Quick Tips to Format Data to Make your Data Sets Flexible

If you want to analyze or manipulate data, you have to save it in a format that you can easily retrieve. So I want to go over a few best practices for saving data so that it can effectively be used in the future.

Don’t include multiple pieces of data in the same cell.

There are many reasons you might do this, like having multiple keywords that are relevant to a particular page. But it will make the data super difficult to sort, compare and understand in any other way besides by a human.

Do create a new sheet or table (if you’re talking Access) for each type of data.

When dealing with data where multiple data fields have more than one relationship to another field (ie: each URL and each Keyword have multiple relationships to the other), the ideal way to save this information is actually in three different tables--one for each field, and another to define relationships.

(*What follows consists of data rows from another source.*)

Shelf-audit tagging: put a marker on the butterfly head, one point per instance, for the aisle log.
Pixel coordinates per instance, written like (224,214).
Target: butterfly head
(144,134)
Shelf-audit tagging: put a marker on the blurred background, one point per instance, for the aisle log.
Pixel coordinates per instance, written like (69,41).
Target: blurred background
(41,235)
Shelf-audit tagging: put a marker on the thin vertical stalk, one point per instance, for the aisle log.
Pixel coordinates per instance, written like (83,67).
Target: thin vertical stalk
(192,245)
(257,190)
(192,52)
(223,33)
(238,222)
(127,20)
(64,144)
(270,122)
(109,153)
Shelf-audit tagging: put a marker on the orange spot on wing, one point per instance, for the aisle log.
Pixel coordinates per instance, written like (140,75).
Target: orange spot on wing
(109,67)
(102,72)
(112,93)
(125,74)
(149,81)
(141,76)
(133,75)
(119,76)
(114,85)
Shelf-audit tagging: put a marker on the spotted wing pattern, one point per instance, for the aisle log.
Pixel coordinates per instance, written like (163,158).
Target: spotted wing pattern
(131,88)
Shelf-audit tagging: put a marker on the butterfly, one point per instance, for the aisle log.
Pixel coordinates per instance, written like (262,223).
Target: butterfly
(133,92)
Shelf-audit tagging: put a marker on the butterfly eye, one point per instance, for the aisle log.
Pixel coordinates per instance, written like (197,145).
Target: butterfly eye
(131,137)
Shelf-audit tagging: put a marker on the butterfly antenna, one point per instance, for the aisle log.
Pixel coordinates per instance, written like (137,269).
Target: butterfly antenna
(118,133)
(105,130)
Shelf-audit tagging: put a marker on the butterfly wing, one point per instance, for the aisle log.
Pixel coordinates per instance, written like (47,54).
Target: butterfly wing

data tables and relationship table.

So your first table will list only URLs and an ID:

And your second table will just have keywords:

A third table will define the relationships between each of these fields of data, using each of their ID numbers as the identifier:

This allows you to indicate anything about each unique relationship, such as whether it’s primary (1 for yes, 0 for no).

Then, each of the URL and Keywords tables can have additional information where there is information unique to each row:

From here, we can use QUERY & VLOOKUP to determine the likelihood of ranking for a particular URL:

In this sheet, when you change the URL, it will automatically update the PA (Page Authority), as well as what the PAs of top ranking pages are. You can see the formulas in my examples spreadsheet.

While there are other tools for this specific use case, saving your data in this way makes it much more flexible.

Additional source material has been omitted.